Pour la saison 1, nous avons tourné sur DXL2 avec des Panavision Primos ainsi que des ensembles d'objectifs Primo Artiste et Série H lorsque nous voulions pousser l'esthétique encore plus loin avec des effets et des textures expressifs. Dans les saisons 2 et 3, l'esthétique ayant légèrement évoluée, nous sommes passés à la Venice de Sony et aux Primes Suprêmes de Zeiss avec les Artistes. Pour deux épisodes de la saison 3, nous avons utilisé des objectifs anamorphiques de la série C afin de pousser l'image encore plus loin dans des univers cinématographiques Wu intensifiés. Il y a aussi un épisode qui se concentre sur le Wu-Tang en tournée, avec tout le Clan entassé dans un bus de tournée. Nous avons tourné la majeure partie de cet épisode dans un bus modifié sur scène en utilisant la technologie de l'écran LED, avec des plaques correspondant à nos emplacements extérieurs pour un décor virtuel homogène.

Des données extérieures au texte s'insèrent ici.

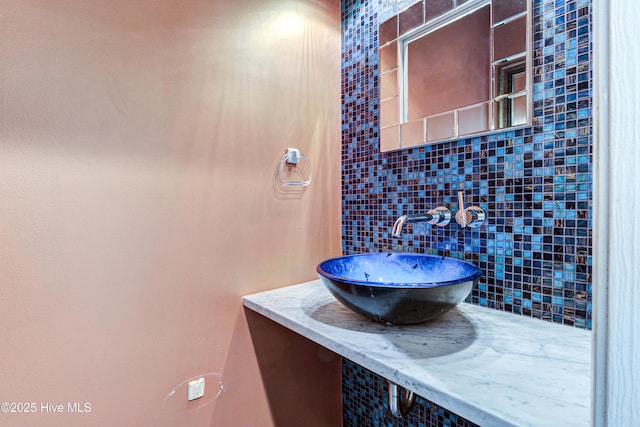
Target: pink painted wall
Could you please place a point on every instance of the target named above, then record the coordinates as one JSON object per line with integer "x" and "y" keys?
{"x": 139, "y": 142}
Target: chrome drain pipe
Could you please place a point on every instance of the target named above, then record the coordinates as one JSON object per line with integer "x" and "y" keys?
{"x": 400, "y": 400}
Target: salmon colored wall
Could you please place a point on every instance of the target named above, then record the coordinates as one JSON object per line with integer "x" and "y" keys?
{"x": 139, "y": 142}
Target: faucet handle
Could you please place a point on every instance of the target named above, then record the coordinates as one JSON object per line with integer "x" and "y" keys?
{"x": 440, "y": 216}
{"x": 472, "y": 217}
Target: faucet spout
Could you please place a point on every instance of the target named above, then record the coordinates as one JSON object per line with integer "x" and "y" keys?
{"x": 396, "y": 231}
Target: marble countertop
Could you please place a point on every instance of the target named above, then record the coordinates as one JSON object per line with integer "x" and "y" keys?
{"x": 492, "y": 368}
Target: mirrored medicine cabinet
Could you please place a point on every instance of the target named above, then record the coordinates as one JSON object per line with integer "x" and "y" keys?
{"x": 453, "y": 68}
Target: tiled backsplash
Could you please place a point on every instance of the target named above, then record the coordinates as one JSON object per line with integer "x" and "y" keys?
{"x": 535, "y": 183}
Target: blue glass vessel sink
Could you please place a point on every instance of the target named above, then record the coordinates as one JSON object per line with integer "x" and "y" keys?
{"x": 398, "y": 288}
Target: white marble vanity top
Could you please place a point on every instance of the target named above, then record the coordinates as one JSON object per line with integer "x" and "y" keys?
{"x": 492, "y": 368}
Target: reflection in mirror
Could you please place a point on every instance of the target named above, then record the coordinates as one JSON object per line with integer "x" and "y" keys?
{"x": 451, "y": 68}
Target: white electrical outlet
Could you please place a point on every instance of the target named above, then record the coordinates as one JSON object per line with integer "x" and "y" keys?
{"x": 196, "y": 389}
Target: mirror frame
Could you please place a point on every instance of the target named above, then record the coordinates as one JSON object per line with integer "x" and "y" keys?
{"x": 391, "y": 137}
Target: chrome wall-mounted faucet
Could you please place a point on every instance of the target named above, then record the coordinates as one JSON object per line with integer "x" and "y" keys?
{"x": 472, "y": 217}
{"x": 439, "y": 216}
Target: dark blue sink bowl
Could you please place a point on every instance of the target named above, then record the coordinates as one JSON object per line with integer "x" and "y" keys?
{"x": 398, "y": 288}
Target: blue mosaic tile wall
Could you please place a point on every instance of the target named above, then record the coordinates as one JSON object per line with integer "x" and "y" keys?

Comment An American Saga se compare-t-elle aux autres projets de votre carrière ?

Kelly : Ce projet a été unique et gratifiant pour moi en raison de son ambition et de son dynamisme créatif tout au long des saisons. La musique a toujours occupé une grande place dans ma vie (je jouais dans un groupe quand j'étais plus jeune) et j'ai toujours eu une affinité pour la musique du Wu-Tang Clan, donc l'aspect musical était un grand plus pour moi. Nous avons tourné de nombreuses séquences de performance musicale tout au long de la série, ce qui nous a permis de pousser le voyage émotionnel visuellement, de danser et de jouer avec la caméra et l'éclairage.

De plus, travailler avec RZA et l'équipe pour donner vie à la version narrative de son histoire et de celle du Clan a été un processus très particulier et nuancé. L'histoire que nous mettions en images est très spécifique et personnelle pour lui, et en même temps emblématique pour le public et faisant partie d'un tout. Le défi de la cinématographie a toujours été de rechercher l'intimité et une perspective centrée sur le personnage, tout en soulignant ses aspirations, sa dignité et le potentiel du héros qui sommeille en lui.

Quelle est votre histoire personnelle ? Qu'est-ce qui vous a incité à devenir chef opérateur ?

Kelly: J'ai toujours été attiré par les histoires sur la recherche de compréhension de soi et des autres, sur ce qui nous relie, sur ce que nous partageons en tant qu'êtres humains. Je suis toujours curieux, en recherche et inspiré par de nouvelles perspectives, de nouvelles histoires, et j'essaie de nourrir cette curiosité pour une meilleure compréhension. Très tôt, j'ai découvert que la caméra était le moyen créatif qui me permettait le mieux d'explorer, et je n'ai jamais cessé de chercher depuis.

Ce qui m'inspire et m'enthousiasme, c'est que chaque jour, avec la caméra et dans mon travail, je cherche, j'explore, je m'efforce de trouver les moyens les plus honnêtes sur le plan émotionnel de partager et d'exprimer les vérités du parcours du personnage, image par image : ses rêves, ses échecs, ses luttes, ses triomphes.